Quamina: Parsing Numbers

This series is an excuse to build a writing habit while exploring a codebase I’ve wanted to understand better.

Automata operate on discrete symbols, typically bytes in a sequence. But numbers present a challenge in that their byte-level representations don’t preserve numeric ordering. Take IEEE 754 floating-point. The sign bit sits in the most significant position, which inverts the ordering of negative numbers. A negative value with all bits set (representing a large negative number) appears greater than zero in lexicographic comparison, even though it’s numerically smaller. Similarly, different decimal representations of the same number (like 35, 35.0, or 3.5e1) would follow different paths through an automaton despite being semantically identical.

For pattern matching systems like Ruler and Quamina, this poses a problem. The system needs to match numeric ranges (x > 100) and equality checks (x = 35.0) using byte-by-byte automaton traversal. The solution was a two-stage transformation: 1/ convert IEEE 754 bits into a lexicographically comparable form (numbits) and then 2/ encode that form as a variable-length byte sequence that’s UTF-8 safe and compact. The result is what Quamina calls Q numbers—byte sequences where lexicographic ordering exactly matches numeric ordering across the full float64 range.

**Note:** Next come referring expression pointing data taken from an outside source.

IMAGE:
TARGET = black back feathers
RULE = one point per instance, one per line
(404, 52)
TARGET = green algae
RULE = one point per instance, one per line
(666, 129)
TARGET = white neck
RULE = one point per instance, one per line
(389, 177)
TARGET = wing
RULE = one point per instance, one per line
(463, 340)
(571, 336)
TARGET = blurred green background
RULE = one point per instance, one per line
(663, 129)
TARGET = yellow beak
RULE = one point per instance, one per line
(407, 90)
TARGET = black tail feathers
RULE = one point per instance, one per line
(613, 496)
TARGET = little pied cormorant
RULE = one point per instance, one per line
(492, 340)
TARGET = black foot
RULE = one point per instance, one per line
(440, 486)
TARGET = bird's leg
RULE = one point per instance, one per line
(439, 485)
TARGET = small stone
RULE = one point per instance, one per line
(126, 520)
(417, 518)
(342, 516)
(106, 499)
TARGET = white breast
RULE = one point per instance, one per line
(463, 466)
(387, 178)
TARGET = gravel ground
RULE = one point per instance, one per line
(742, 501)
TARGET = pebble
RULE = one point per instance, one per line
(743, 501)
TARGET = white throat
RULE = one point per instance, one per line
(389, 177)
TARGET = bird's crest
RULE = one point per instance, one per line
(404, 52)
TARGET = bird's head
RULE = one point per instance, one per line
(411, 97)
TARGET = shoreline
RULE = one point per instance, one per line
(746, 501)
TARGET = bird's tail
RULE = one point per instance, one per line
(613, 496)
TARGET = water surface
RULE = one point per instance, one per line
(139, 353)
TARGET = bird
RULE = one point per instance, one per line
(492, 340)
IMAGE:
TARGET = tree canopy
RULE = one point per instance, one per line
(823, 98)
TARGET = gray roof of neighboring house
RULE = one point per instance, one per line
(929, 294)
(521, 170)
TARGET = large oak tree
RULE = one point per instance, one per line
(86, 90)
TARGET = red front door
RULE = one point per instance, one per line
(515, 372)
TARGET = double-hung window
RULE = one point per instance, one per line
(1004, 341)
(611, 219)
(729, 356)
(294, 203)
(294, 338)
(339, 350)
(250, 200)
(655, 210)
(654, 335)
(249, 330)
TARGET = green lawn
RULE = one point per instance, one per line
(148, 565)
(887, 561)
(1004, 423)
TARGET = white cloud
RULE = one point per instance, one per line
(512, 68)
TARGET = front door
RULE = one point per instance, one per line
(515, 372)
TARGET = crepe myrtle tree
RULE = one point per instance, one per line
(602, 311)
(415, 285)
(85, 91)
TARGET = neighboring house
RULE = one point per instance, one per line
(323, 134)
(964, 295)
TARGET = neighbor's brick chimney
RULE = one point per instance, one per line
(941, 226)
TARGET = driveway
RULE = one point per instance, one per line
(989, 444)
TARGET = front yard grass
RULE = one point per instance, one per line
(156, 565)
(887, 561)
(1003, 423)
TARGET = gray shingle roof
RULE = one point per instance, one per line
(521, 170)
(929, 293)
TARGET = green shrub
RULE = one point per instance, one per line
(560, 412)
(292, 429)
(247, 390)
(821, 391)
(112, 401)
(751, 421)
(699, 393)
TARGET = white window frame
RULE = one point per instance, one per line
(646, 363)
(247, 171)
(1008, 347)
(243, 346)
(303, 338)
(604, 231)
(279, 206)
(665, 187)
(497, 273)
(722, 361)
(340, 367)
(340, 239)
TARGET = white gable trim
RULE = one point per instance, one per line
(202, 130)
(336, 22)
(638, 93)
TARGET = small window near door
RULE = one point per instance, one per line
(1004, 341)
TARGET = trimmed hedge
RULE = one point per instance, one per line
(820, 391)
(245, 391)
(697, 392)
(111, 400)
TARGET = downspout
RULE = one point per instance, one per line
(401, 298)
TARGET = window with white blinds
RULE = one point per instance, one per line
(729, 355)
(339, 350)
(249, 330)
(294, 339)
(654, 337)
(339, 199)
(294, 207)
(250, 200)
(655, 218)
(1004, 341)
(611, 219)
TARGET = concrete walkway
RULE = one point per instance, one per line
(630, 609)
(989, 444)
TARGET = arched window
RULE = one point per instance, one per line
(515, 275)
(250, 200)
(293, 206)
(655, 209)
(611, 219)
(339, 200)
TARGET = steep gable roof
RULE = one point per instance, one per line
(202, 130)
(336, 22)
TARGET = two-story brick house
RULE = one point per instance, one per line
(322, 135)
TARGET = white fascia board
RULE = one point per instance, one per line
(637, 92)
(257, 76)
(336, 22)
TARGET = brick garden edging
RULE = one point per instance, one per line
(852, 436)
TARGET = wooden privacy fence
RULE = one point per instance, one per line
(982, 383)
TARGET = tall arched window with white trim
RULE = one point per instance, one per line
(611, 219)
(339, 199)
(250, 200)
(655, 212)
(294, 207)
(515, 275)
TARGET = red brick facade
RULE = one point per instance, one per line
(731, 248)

How the Transformation Works Link to heading

Consider the number 42.5. In IEEE 754 format, it’s represented as 0x4045400000000000: a sign bit of 0 (positive), an exponent field, and a mantissa encoding the fractional component. The first transformation step converts this to numbits through branchless bit manipulation. The algorithm computes a mask based on the sign bit: for positive numbers, the mask is 0x8000000000000000 (just the sign bit set); for negative numbers, it’s 0xFFFFFFFFFFFFFFFF (all bits set). An XOR operation applies this mask—positive numbers get their sign bit flipped, moving them to the upper half of the uint64 space, while negative numbers get bitwise inverted, reversing their ordering so that more negative values produce smaller numbits.

For 42.5, the transformation yields 0xC045400000000000. This numbits value now has the property that lexicographic comparison on the raw uint64 matches numeric comparison. Meaning, all positive numbers fall above 0x8000000000000000, all negative numbers fall below it, and within each group, magnitude ordering is preserved. Zero sits exactly at 0x8000000000000000, the midpoint.

The second transformation converts numbits to a Q number using base-128 encoding. The algorithm processes the 64-bit value in 7-bit groups (septets) from right to left, identifying trailing zero groups that can be omitted. For 0xC045400000000000, this yields four significant septets: [0x01, 0x40, 0x22, 0x50]. Each byte is guaranteed to be less than 0x80, making the entire sequence valid UTF-8 and avoiding conflicts with Quamina’s internal markers. The big-endian ordering ensures that shorter encodings (fewer significant bits) naturally sort before longer ones in lexicographic comparison.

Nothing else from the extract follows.